By day, Mel Strickland is an underemployed helpdesk tech at a startup incubator, Hatch, where she helps entitled brogrammers–“Hatchlings”–who can’t even fix their own laptops, but are apparently the next wave of startup geniuses. And by night, she goes on bad dates with misbehaving dudes she’s matched with on the ubiquitous dating app, Fluttr.
But after one dick pic too many, Mel has had it. Using her brilliant coding skills, she designs an app of her own, one that allows users to log harrassers and abusers in online dating space. It’s called JerkAlert, and it goes viral overnight.
Mel is suddenly in way over her head. Worse still, her almost-boyfriend, the dreamy Alex Hernandez–the only non-douchey guy at Hatch–has no idea she’s the brains behind the app. Soon, Mel is faced with a terrible choice: one that could destroy her career, love life, and friendships, or change her life forever.
I read this book in a single sitting which suggests I loved it and couldn’t put it down. However, that’s not exactly what happened. How to Hack a Heartbreak is one of those books where I find myself completely torn over whether I liked or disliked the read. Here’s the breakdown:
Whitney: Though a minor character in the book, Whitney has a HUGE personality that very much overshadowed nearly everyone else. While I am certainly not opposed to such a character, I am very much opposed to Whitney. She is loud, rude, obnoxious, brash, and though she does come through for her friend in the end, she is just hard to take and even harder to like.

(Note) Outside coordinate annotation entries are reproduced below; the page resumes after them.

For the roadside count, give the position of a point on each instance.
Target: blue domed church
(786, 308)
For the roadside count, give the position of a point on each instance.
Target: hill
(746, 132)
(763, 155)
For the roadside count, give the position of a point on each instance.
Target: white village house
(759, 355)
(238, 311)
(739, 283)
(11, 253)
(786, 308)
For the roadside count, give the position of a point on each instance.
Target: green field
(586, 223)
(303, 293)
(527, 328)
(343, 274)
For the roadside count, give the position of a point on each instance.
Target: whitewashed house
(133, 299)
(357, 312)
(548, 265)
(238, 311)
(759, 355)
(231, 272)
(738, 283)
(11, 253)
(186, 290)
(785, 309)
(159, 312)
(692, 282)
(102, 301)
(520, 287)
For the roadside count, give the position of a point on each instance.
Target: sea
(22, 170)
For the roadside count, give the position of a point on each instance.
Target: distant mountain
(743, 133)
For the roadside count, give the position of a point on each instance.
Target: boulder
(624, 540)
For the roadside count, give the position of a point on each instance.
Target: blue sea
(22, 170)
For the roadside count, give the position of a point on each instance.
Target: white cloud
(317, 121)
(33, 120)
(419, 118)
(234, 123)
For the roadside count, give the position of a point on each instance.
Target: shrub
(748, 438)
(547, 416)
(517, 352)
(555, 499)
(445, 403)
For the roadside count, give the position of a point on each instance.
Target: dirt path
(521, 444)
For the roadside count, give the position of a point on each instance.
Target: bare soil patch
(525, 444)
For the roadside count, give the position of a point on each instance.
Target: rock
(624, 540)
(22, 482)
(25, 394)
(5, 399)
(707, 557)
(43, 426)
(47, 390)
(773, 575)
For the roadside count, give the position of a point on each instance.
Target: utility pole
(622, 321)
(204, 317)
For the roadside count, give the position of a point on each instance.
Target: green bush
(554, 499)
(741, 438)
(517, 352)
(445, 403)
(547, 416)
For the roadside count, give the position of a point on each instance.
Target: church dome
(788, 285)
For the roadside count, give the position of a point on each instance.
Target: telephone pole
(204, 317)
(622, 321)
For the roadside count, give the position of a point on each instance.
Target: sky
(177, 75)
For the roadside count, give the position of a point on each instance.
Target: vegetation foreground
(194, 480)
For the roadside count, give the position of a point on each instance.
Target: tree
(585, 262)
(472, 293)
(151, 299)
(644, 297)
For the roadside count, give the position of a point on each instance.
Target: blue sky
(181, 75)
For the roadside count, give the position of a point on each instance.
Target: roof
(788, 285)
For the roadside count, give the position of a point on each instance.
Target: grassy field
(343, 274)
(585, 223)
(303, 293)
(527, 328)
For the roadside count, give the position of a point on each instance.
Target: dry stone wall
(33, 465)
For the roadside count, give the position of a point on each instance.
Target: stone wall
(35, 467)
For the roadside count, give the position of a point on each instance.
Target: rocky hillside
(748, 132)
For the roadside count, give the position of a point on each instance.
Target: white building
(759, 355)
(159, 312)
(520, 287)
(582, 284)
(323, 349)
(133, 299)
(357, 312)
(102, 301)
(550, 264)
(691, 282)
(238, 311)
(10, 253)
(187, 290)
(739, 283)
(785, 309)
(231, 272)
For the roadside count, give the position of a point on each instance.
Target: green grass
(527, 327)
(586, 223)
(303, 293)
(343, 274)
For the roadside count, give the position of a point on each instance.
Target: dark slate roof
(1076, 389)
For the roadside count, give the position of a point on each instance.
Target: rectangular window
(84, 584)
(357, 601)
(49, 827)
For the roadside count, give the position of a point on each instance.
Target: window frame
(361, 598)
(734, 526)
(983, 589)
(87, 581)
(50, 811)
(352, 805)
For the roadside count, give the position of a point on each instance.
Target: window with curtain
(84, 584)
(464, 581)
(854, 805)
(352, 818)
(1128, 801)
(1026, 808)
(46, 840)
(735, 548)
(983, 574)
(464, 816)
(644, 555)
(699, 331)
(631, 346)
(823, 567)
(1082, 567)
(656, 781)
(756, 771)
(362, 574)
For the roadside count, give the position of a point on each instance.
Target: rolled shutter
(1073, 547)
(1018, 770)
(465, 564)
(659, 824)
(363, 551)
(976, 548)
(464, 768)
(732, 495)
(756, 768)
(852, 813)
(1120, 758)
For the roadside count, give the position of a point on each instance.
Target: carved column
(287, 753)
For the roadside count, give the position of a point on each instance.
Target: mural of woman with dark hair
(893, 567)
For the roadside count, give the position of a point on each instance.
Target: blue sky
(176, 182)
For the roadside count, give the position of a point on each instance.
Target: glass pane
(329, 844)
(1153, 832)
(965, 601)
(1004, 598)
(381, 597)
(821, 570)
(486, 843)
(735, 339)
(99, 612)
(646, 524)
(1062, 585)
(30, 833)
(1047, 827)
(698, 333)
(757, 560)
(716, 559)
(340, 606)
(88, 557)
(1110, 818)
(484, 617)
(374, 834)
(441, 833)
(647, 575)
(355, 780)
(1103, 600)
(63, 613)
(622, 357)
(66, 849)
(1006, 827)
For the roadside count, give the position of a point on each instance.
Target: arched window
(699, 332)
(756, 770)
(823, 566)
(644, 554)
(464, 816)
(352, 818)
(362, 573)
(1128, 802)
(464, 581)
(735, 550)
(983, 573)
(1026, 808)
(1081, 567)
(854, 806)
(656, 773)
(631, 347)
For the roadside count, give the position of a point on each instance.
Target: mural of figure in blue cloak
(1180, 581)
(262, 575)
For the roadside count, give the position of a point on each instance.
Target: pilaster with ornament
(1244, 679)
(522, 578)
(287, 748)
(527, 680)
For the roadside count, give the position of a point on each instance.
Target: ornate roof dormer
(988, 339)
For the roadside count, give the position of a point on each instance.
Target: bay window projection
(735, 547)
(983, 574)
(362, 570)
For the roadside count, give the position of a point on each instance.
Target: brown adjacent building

The Hatchlings: WOW!! There isn’t a great deal of good to say about this group of first-class jerks! From the very beginning, the work environment that includes the Hatchlings is terribly toxic and doesn’t improve much over the course of the read. Since so much of the book takes place in this environment, I found it difficult to ever really be comfortable with the setting and many of the people in said environment.
The Man-Bashing: Holy crap is there a ton of man-bashing that happens in this book. While the cast of characters is predominately heterosexual female who have experienced some really awful dating events/situations, not every man in the world is that level of awful. Additionally, while a certain amount of man bashing is to be expected based on the characters experiences, I found myself often thinking, “What about the women out there who behave in the same way?” The bashing in this book is pretty relentless and is wholly one-sided.
Mel and Alex: Talk about doomed from the get-go! Mel is so traumatized by her past dating experiences that she doesn’t ever truly give Alex a fair shot. Mel is suspicious, untrusting, and willing to go to some very sketchy lengths to “prove” what she already “knows” about Alex. For Alex, much of his time with Mel is very confusing; he likes her, tells her he likes her but always seems to receive such mixed signals that he has no hope of interpreting. What’s more, both Alex and Mel are so scared to be completely honest with themselves and one another that they walk right into mutually assured destruction. Much of Mel and Alex’s time together is well and truly painful to “watch.”
The Bottom Line: How to Hack a Heartbreak has some great moments and, in the end all the truths are accepted and understood, and everything works out, but I’m just not sure it’s enough to convince me to really like this book. I think I wanted more out of the ADULTS in this book and simply got more too little, too late. So many of the ridiculous issues that arise in this story could have been completely avoided had the characters simply thought through their words and actions before speaking and/or acting. With all this being said, I did enjoy the ending: the adults finally decided to behave like adults, Mel and Alex get their business squared away, and some good things develop from the rubble of Mel’s life. As you can see, dear reader, my positives and my negatives tend to balance one another which leaves me not all sure if I liked this book or not.